Nous remercions nos partenaires
qui nous ont accueillis et accompagnés
dans la mise en œuvre de cette résidence artistique :
les médiathèques de Saint-Étienne, le service Ville d’art et d’histoire de Saint-Étienne, le collège Fauriel, le centre social de Solaure-La Jomayère, Puits Couriot / Musée de la mine et le CHU de Saint-Étienne.
Mais aussi Michel Depeyre et Michel Rautenberg pour leurs éclairages d’historien et de sociologue.
« Vous avez dit bande dessinée ? Quoi de plus étonnant pour raconter l’histoire d’une ville… Pour moi, le récit historique est structuré, argumenté, fondé sur des sources identifiées… nous sommes bien loin des dessins légendés… Et pourtant, à une époque où la BD n’existait que depuis peu avec les dessins de Rodolphe Töpffer, les romans, tels ceux de Balzac, nous racontent tout aussi bien le début du XIXème siècle qu’un ouvrage écrit par un historien.
L’entreprise était donc intéressante à suivre. N’étant pas lecteur de bandes dessinées, je n’en connais ni les processus de création, ni les modes de lecture. Ma curiosité est d’autant plus grande. Je suis d’abord effrayé par la masse d’informations qu’il convient de fournir aux auteurs, puis, je comprends vite qu’il doit y avoir une période de décantation qui permette d’aller à l’essentiel, sans doute avec plus d’exigence que dans un livre d’histoire classique.

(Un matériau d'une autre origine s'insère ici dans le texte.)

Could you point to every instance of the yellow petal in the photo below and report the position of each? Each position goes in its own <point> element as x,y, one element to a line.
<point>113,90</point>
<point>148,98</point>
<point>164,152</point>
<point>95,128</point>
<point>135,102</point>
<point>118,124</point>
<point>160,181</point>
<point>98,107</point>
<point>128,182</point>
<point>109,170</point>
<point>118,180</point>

Plus difficile fut pour moi la compréhension du travail des auteurs : ils doivent se documenter, certes, mais aussi rédiger un scénario et transposer cela par des mises en scène traduisant un contenu au moyen d’une forme, aussi belle et juste que possible.
En somme, une belle expérience qui m’a conduit à réviser ma conception du récit historique. »
Michel Depeyre, Enseignant-chercheur en Histoire moderne et contemporaine
« La BD historique nourrit nos imaginaires de la ville.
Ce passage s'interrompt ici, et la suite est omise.